Semana passada escrevi uma coluna pra lá de polêmica neste meu espaço semanal na EXAME. Falava sobre as covardias realizadas por empresas que se utilizam do marketing em rede para prometer formulas milagrosas capazes de mudar a vida das pessoas sem esforço e num passe de mágica. Imaginei que o artigo geraria alguma discussão. Gerou muita! Adorei.

É claro que sei que ao escrever artigos generalistas, como este, cometo algumas injustiças. Tenho certeza que existem muitas empresas que vendem bons produtos através do modelo de vendas diretas e que se utilizam de redes de contatos e remunerações em cascata como formas de incentivo. Foi até curioso ver que a maior parte dos profissionais que atuam em empresas assim adoraram o artigo. Na visão deles o artigo ajuda a separar o joio do trigo ao acertar em cheio as empresas que tem se tornado cada vez mais numerosas e destruído a imagem do negócio. Mas tive também criticas vorazes. E a maioria delas não era direcionada a coluna. Mirava o autor, no caso eu.

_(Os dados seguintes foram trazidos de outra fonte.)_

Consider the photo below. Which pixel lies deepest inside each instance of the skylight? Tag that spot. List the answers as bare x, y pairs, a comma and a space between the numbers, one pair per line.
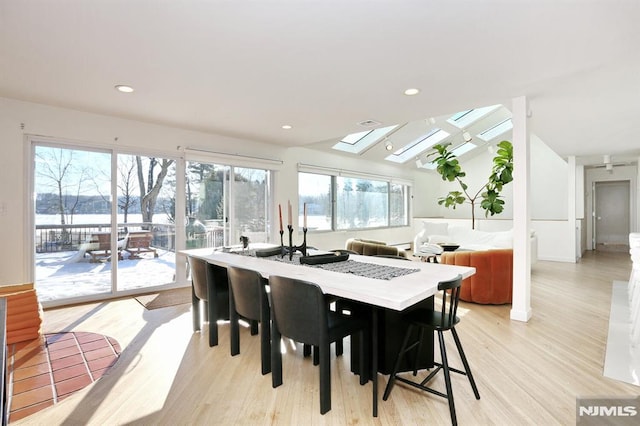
495, 131
418, 146
356, 143
463, 149
466, 118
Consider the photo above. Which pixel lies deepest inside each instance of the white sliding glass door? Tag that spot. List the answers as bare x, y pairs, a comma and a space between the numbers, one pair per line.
88, 246
224, 203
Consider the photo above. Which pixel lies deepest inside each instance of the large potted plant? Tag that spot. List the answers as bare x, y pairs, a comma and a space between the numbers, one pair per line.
449, 168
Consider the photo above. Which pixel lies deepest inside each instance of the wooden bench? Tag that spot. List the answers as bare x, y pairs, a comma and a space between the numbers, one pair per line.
101, 247
139, 242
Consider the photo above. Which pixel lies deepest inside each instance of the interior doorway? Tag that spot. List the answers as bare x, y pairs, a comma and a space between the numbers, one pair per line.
612, 214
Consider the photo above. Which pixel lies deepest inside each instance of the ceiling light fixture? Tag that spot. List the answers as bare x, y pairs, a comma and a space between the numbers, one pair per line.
124, 88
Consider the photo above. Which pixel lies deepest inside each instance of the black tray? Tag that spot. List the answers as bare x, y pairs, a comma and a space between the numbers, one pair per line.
319, 259
268, 252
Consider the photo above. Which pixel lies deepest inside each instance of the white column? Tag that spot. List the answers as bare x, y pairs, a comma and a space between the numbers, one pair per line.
521, 305
571, 214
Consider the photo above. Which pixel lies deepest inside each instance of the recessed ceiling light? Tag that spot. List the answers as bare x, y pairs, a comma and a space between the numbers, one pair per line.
124, 88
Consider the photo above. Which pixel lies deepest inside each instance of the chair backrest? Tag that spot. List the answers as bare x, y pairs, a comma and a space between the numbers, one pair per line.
248, 291
198, 276
450, 298
299, 309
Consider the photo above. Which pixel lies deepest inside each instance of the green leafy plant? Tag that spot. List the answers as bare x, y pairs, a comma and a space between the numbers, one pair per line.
449, 168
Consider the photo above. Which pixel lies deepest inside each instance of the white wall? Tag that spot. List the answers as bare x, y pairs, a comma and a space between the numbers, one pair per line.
19, 119
549, 195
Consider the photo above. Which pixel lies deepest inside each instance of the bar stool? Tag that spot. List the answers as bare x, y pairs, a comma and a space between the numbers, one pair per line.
442, 321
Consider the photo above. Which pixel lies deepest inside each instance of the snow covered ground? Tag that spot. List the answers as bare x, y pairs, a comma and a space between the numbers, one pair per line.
64, 275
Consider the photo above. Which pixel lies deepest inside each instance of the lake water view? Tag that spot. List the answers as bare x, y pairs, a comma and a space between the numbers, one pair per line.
84, 219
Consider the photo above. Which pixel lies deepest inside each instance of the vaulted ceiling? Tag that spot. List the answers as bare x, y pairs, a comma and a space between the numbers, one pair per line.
246, 68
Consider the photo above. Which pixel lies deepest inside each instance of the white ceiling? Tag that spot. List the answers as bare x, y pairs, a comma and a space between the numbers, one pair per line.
244, 68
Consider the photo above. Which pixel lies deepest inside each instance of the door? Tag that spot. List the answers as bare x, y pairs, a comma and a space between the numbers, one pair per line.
224, 203
88, 246
72, 217
612, 215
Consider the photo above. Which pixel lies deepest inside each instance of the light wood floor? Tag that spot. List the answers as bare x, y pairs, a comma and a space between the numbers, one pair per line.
526, 373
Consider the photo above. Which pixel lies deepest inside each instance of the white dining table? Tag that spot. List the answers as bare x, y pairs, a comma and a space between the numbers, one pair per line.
397, 294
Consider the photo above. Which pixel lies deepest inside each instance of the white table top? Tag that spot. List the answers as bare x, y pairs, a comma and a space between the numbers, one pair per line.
398, 293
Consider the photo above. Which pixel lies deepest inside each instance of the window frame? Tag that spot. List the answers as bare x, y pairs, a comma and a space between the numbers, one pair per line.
334, 175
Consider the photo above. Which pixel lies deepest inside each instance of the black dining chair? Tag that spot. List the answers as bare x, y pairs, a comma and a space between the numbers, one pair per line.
439, 321
209, 284
248, 299
299, 311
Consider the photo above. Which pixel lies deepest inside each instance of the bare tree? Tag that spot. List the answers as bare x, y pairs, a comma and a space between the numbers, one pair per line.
57, 169
54, 166
126, 185
150, 189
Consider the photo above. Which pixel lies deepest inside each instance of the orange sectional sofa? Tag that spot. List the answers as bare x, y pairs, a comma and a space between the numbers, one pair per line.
493, 281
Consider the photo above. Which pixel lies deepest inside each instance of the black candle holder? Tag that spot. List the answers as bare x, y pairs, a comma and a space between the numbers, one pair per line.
292, 249
281, 243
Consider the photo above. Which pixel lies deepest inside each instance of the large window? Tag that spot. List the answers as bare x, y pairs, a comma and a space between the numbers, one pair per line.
341, 203
104, 222
224, 203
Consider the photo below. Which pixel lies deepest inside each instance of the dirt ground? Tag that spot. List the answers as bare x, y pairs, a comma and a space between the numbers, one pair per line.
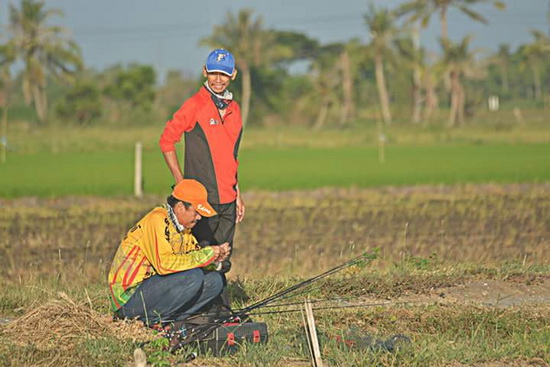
497, 293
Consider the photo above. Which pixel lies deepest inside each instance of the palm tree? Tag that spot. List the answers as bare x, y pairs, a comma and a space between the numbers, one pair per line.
245, 37
422, 10
382, 29
412, 58
533, 56
502, 59
458, 61
43, 49
326, 79
7, 57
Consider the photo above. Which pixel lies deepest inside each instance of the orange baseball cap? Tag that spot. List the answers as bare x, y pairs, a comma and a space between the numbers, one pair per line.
194, 193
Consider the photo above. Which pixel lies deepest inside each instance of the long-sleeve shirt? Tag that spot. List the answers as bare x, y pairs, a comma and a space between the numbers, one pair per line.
153, 246
211, 144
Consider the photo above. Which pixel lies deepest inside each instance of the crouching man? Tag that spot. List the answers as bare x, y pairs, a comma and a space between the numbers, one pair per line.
159, 273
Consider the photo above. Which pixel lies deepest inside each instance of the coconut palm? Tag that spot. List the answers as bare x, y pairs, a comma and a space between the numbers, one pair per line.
422, 10
244, 35
459, 61
7, 57
502, 60
382, 30
533, 56
43, 49
412, 58
326, 79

“Eduardo, eu até hoje te admirava, mas você jogou tudo por água abaixo com este artigo”, “Que decepção com você Eduardo, você devia ter vergonha de ter escrito isso”, “O Eduardo jogou a biografia dele no lixo com esse artigo”, e outros nessa linha. Claro que todos vindo de pessoas que trabalham em empresas que praticam o marketing em rede, tema da coluna. Fantástico! Até para isso aquela discussão serviu, exemplificar um tema sobre o qual venho querendo escrever ha um bom tempo: a forma egoísta como lidamos com o mundo que nos cerca.

Numa famosa tirinha de Calvin e Haroldo, geniais personagens criados pelo americano Bill Watterson, Calvin se queixa a seu tigre de pelúcia sobre algo que lhe aconteceu e deixou chateado. O tigre então lhe fala: “Calvin, o mundo não é justo”. Vem então a frase sensacional de Calvin, o menino de 7 anos da tirinha: “O problema não é o mundo ser injusto, é não ser injusto a meu favor”. Pronto! Ali, de forma lúdica, divertida e genial está descrita a forma como quase todos nós lidamos com o que nos cerca. Não estamos preocupados com o que é justo ou injusto e sim com o que nos favorece ou não.

É assim que escolhemos nossos amigos, políticos, gurus, mentores, livros e até… colunistas. Servem enquanto nos municiam de armas para fortalecer o mundo que nos favorece. Na verdade não gostamos deles, gostamos de nós mesmos. Eles são apenas um reforço útil. Até o dia em que ameaçam algo que esta debaixo de nosso guarda chuva e pronto, perdem da noite para o dia sua utilidade. “Traidores! Nunca imaginei que fariam isso comigo! Afinal, sobre meu mundo, esse hermético e perfeito, não há quem saiba mais do que eu. Na verdade sei tanto que é ingenuidade sua imaginar que o leio para aprender algo. Aprender o que já sei? Como é possível? Leio somente para mostrar para os outros o quanto sei! E por favor, na próxima vez que for escrever algo que vá contra algo que eu acredito, me avise antes para que eu não perca tempo lendo baboseiras”.

E assim vamos seguindo, raramente buscando novos conhecimentos que nos permitam evoluir como pessoas e quase sempre perseguindo artifícios que sejam capazes de tornar o mundo ainda um pouquinho mais injusto… a nosso favor.